According to reliable sources at the ministry, the cabinet is likely to approve the summary saving the electrical complex from going into private firms’ hands. The government was reconsidering the privatisation process since the public-sector entity has become profit-earning and is starting to overcome its losses.

The government was going to save the HEC after four to five attempts of selling off the complex during the past 20 years when it was first listed for privatisation in 1997. The last attempt was the sale of HEC to Cargill Holdings Limited in 2016. In a negotiated sale, it had agreed to sell the company at a meagre cash price of Rs 250 million to Cargill Holdings, however, the deal was cancelled after the Rs 225 million cheque submitted by the bidder was dishonoured. The Privatisation Commission (PC) board has already revoked the deal with Cargill Holdings, confiscating the Rs 25 million earnest money and registering an FIR against Cargill Holdings Adviser Sabur Rehman for dishonouring the cheque. Rehman went to court against the PC but the Islamabad High Court dismissed it.
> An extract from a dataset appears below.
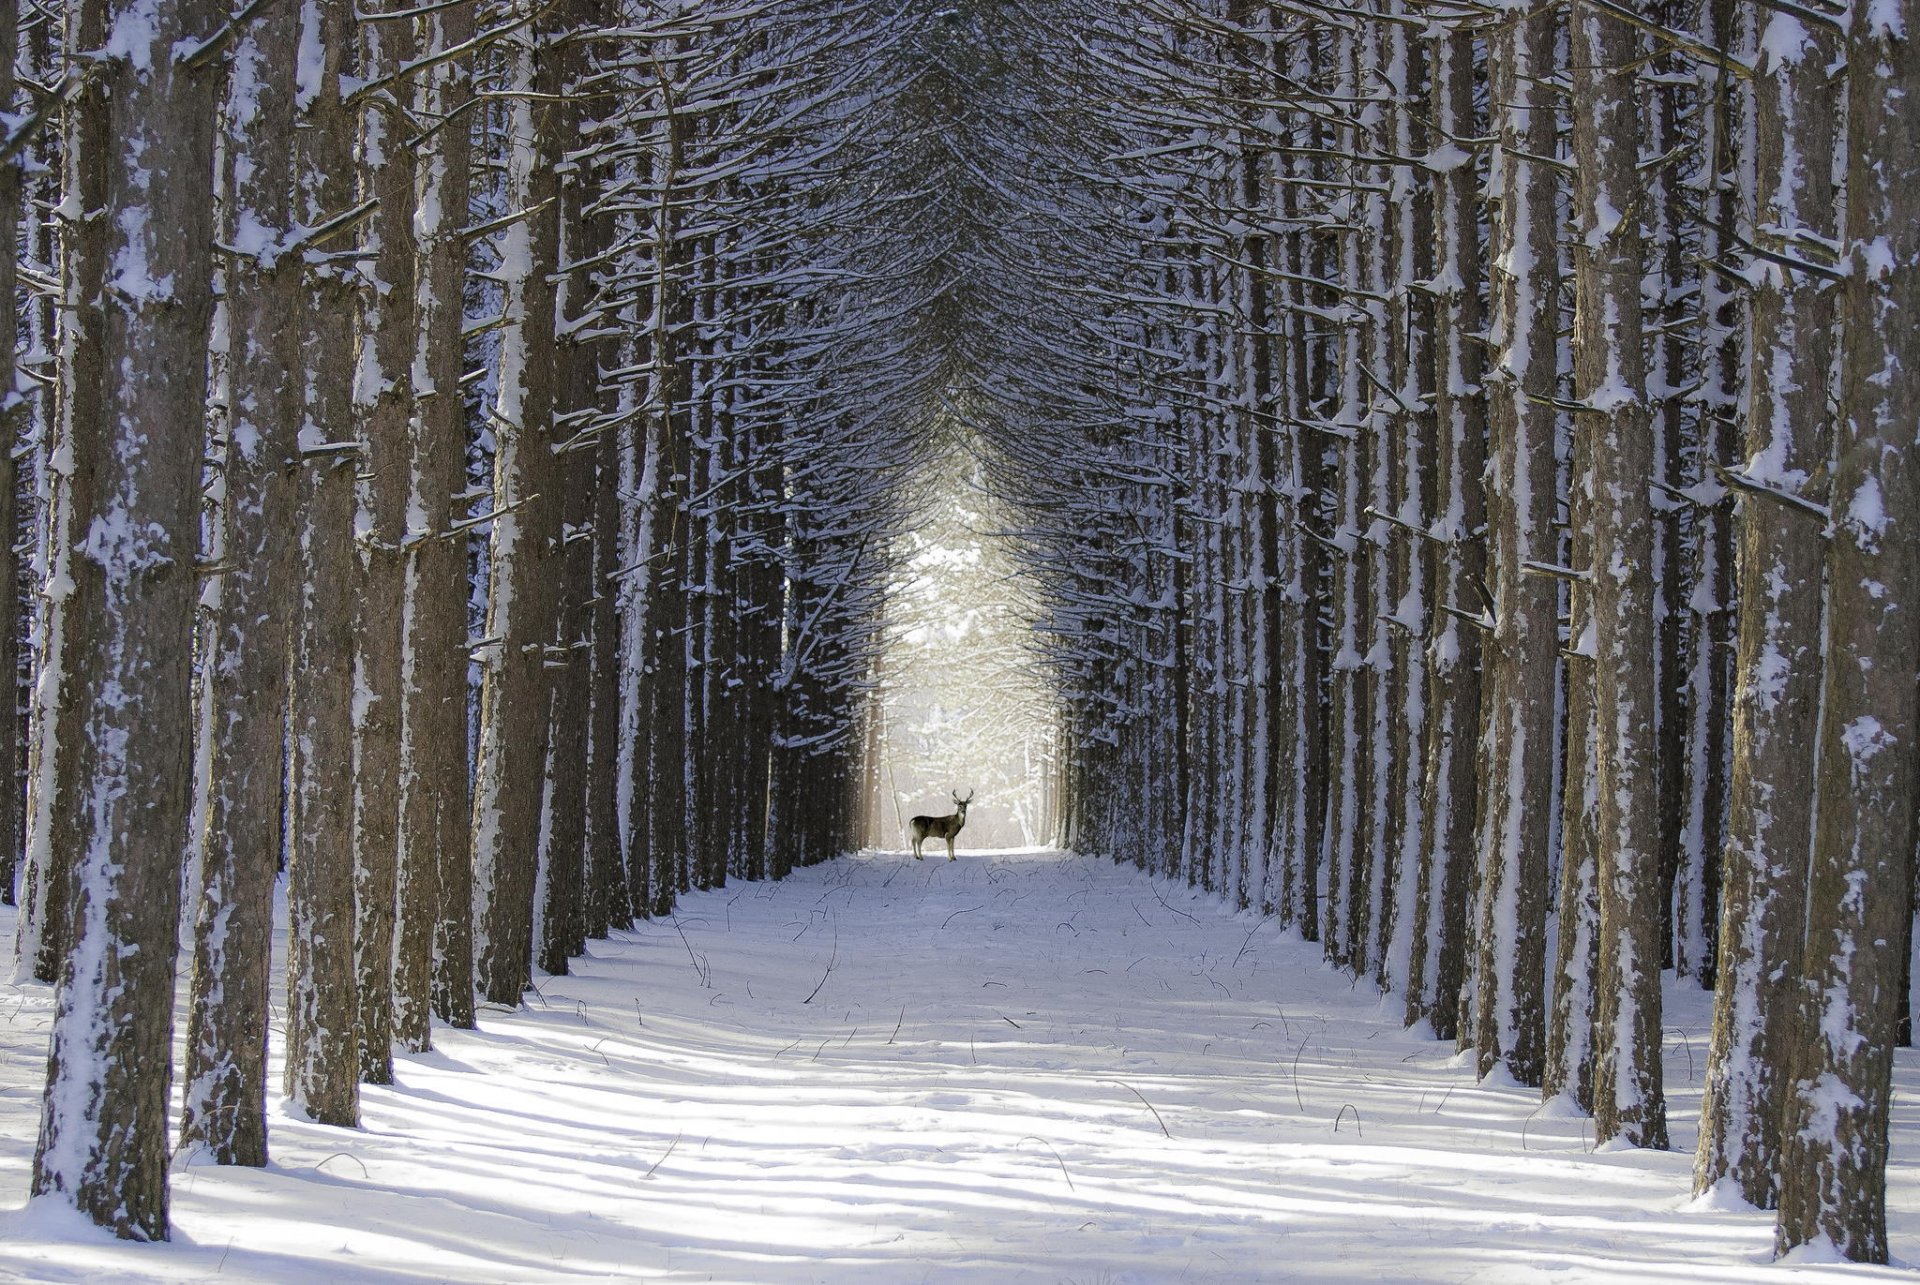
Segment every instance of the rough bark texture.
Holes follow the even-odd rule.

An official of HEC, in terms of anonymity, told Pakistan Today that the ministry of Industries and Production was requested to hold back the electrical complex as it was the only public industrial unit to produce power transformers. The progress shown by the HEC was very encouraging.

According to him during the past two years, HEC has managed to improve its performance and it is no more incurring losses. The decision to privatise HEC had been taken even before the company commenced commercial operations. It has been on the active list of privatisation since 1997. This caused many operational difficulties in running the company in a professional manner, as successive governments did not pump in money.

The complex, which has the capacity of producing transformers worth Rs 4 billion and distribution of the transformers worth Rs 12 billion, started facing problems when the agreement signed with WAPDA for the purchase of 70 per cent transformers from HEC was not implemented. The bifurcation of WAPDA into discos and gencos and subsequent negligence of heads of these companies had caused losses to HEC.

It was feared that in case the private firm could not run the complex after privatisation, the entire complex would be finished depriving the country of its indigenous industry. “Unfortunately, the policies of the country have been entirely relying on imported goods instead of focusing its own manufacturing industries and units,” said the sources.

It may recall here that National Assembly Standing Committee on Industries and Production had also previously opposed the government’s plan to privatise HEC, Haripur. The committee in its report had claimed that the net profit of HEC in 2015-16 was Rs 100 million and it was not possible to wipe out all of the entity’s losses in a couple of years. Therefore, there was no reason to privatise it.

The Cabinet Committee on Privatisation (CCOP), chaired by former minister of Finance Ishaq Dar had authorised the Privatisation Commission to sale the HEC.